• Energia elettrica a regime digitale: prospettive UE su tariffe e reti

    mercoledì 17 giugno 2026

    Una bozza della Commissione, attesa a luglio, mira a orientare i consumi e la gestione della rete verso l’efficienza. Smart meter, reti intelligenti e intelligenza artificiale al centro.

    L’atto, che dovrebbe diventare ufficiale il 22 luglio, punta a bollette 'a prova di futuro' riducendo investimenti necessari, tagliando la dipendenza dai fossili e rendendo TSO/DSO più attivi e trasparenti.

    Gli elementi chiave sono gestione e analisi dei dati, contatori intelligenti, reti smart e soluzioni basate sull’IA. Si riscrive l’articolo 18 del regolamento 2019/943 e si aggiungono 18a-18c.

    In campo tariffario si prevede sostegno a consumi efficienti e a soluzioni non-wired che non richiedono nuove infrastrutture, per far convivere maggiore domanda quando è conveniente e alta copertura rinnovabile.

    Vengono introdotti regimi agevolati per energivori e comunità energetiche, con salvaguardie; si prevedono fondi pubblici per parziale copertura degli oneri di rete.

    La tassazione elettrica non potrà superare quella del gas.
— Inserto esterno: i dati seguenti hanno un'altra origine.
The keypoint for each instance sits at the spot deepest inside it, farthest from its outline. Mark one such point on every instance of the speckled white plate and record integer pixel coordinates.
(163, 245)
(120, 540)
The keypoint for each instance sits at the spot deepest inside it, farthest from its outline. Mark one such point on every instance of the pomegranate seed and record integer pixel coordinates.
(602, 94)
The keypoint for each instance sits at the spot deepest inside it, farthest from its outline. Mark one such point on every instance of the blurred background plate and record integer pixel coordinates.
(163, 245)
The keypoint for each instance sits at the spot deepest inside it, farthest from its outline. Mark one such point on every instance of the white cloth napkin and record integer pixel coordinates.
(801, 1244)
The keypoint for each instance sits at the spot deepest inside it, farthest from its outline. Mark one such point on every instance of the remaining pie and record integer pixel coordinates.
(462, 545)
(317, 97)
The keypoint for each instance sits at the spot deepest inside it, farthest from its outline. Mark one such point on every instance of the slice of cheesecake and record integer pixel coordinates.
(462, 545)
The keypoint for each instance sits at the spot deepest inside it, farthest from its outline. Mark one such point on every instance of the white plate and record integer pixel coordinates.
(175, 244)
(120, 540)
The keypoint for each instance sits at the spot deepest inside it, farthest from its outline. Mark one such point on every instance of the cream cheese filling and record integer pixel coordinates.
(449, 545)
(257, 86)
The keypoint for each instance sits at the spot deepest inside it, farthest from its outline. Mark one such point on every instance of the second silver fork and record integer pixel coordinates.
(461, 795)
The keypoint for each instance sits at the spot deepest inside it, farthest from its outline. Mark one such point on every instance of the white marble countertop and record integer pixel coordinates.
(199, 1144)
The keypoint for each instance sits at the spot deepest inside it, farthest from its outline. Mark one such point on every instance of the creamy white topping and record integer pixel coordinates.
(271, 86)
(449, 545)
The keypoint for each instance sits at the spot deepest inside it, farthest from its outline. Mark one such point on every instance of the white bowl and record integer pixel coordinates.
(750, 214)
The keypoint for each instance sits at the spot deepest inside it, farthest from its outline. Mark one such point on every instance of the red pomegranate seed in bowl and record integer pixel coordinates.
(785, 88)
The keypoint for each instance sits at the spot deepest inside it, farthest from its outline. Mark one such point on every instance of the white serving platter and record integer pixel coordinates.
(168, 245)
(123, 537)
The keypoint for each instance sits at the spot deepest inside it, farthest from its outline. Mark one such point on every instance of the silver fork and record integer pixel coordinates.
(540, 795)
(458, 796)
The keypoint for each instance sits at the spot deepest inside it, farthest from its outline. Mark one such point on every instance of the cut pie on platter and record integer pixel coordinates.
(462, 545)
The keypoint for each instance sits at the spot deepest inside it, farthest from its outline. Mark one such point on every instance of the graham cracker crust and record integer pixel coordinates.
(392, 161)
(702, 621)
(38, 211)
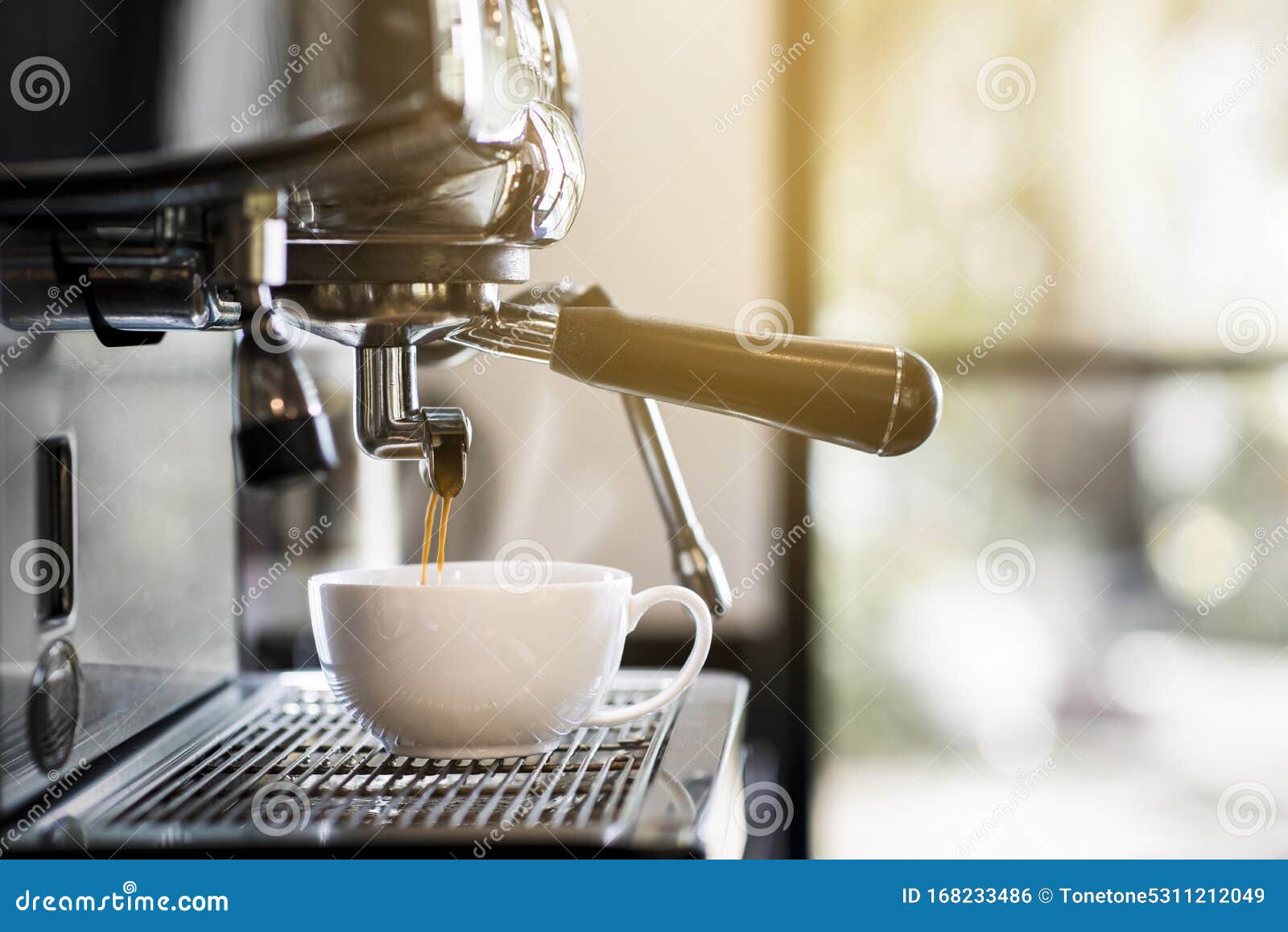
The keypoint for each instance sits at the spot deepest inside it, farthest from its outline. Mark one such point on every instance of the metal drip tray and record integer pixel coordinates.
(293, 770)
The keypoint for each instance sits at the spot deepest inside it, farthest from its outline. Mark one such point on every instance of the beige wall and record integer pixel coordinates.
(674, 223)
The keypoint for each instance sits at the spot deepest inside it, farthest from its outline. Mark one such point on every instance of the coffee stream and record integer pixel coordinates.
(429, 530)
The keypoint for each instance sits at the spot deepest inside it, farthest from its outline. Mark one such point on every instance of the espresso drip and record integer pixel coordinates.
(429, 530)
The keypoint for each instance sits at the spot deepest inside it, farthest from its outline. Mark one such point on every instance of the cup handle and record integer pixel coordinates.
(701, 616)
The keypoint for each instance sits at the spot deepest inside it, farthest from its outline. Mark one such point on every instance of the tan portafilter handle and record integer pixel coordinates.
(879, 399)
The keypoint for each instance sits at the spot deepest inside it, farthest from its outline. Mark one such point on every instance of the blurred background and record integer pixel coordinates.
(1060, 627)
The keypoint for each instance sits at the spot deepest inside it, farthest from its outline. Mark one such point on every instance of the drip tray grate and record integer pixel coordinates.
(302, 766)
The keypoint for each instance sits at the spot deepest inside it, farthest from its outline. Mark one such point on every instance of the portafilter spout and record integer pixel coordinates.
(390, 423)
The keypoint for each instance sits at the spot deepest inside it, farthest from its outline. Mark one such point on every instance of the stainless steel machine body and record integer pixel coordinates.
(370, 173)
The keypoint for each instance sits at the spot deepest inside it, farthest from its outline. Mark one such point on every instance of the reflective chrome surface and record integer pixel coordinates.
(667, 784)
(444, 120)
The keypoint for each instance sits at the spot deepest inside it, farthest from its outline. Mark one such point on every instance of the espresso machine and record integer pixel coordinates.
(186, 188)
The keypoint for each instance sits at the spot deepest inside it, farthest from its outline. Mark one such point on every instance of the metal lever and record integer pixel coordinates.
(695, 559)
(696, 562)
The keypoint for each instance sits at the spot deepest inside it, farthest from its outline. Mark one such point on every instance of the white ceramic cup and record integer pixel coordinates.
(486, 666)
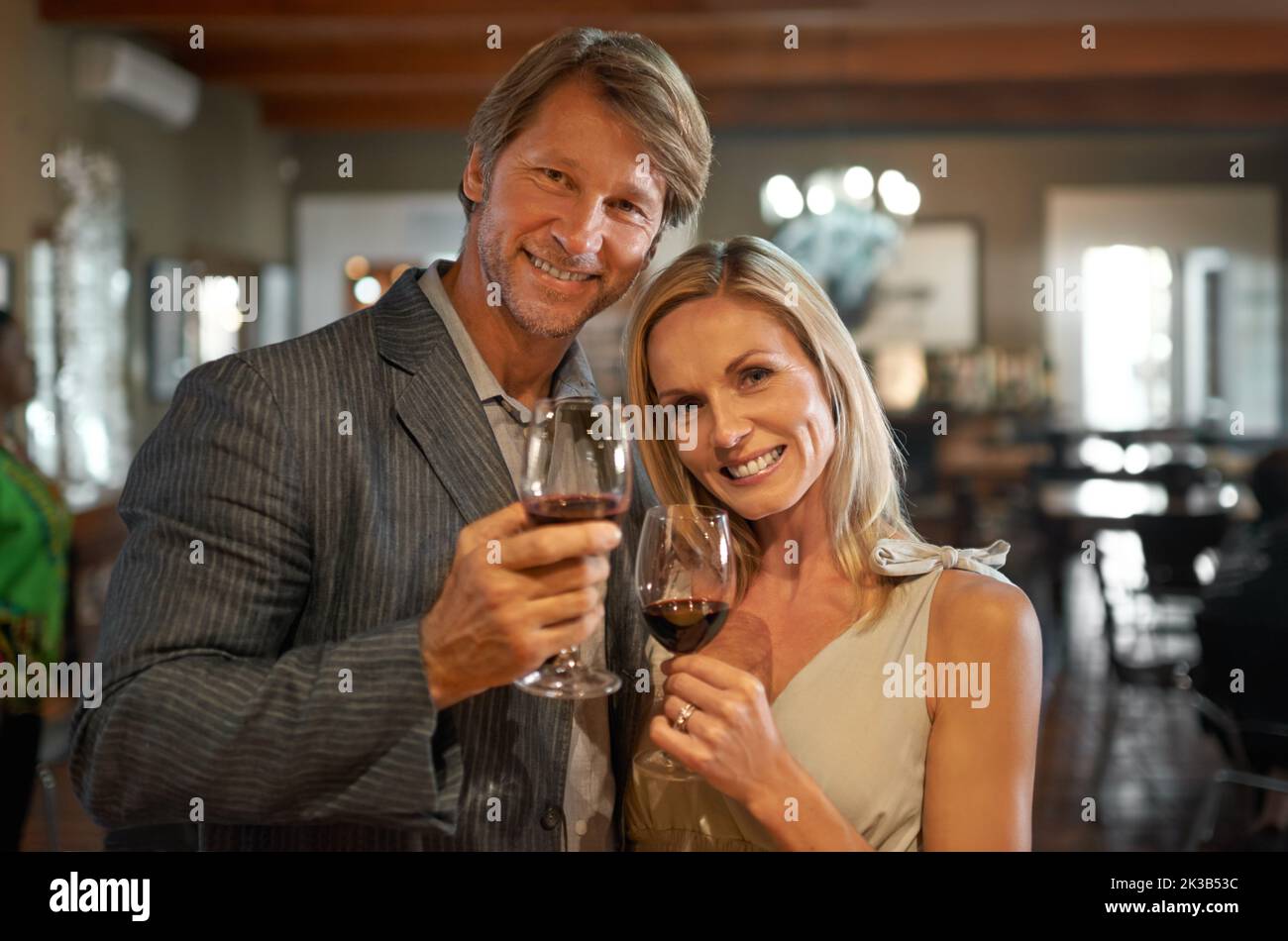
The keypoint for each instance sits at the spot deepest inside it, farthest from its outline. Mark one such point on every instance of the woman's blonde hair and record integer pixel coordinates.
(862, 482)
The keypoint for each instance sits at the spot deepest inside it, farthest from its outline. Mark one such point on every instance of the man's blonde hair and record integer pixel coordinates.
(862, 482)
(635, 77)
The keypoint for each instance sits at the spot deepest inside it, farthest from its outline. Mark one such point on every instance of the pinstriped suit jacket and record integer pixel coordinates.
(226, 660)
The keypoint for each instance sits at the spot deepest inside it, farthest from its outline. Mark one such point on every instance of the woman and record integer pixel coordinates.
(35, 529)
(804, 716)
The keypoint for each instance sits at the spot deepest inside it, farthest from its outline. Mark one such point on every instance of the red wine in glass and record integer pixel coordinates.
(684, 576)
(686, 624)
(575, 507)
(572, 472)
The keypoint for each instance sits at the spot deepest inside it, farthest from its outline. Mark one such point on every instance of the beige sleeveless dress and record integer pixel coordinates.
(866, 751)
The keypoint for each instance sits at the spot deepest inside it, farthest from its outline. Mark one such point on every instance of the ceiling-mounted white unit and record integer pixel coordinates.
(114, 69)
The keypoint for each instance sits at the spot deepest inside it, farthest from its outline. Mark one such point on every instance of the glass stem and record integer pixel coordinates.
(567, 661)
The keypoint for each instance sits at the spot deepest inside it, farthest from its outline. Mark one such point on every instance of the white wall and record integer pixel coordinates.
(1240, 218)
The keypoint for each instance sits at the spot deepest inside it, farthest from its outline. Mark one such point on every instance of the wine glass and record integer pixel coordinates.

Esperti osservano che l’attuale sistema penalizza l’elettricità; la bozza potrebbe evitare l’unanimità bloccante attuale.

    I gestori a ogni livello di tensione dovranno basarsi su dati e soluzioni digitali, condividendo informazioni. ACER definirà indicatori e modelli; benchmarking per distributori e TSOs.

    Lo smart meter rollout prevede almeno 50% entro il 2030 e 65% entro il 2033; l’Italia ha già raggiunto questo obiettivo.

    La Commissione adotterà linee guida per allineare i calcoli delle tariffe alle novità introdotte dal regolamento.

    Secondo esperti di ONG, manca un regime tariffario per chi è in povertà energetica: servono protezioni per vulnerabili e strumenti per far fronte ai costi della rete, con supporto al capitale.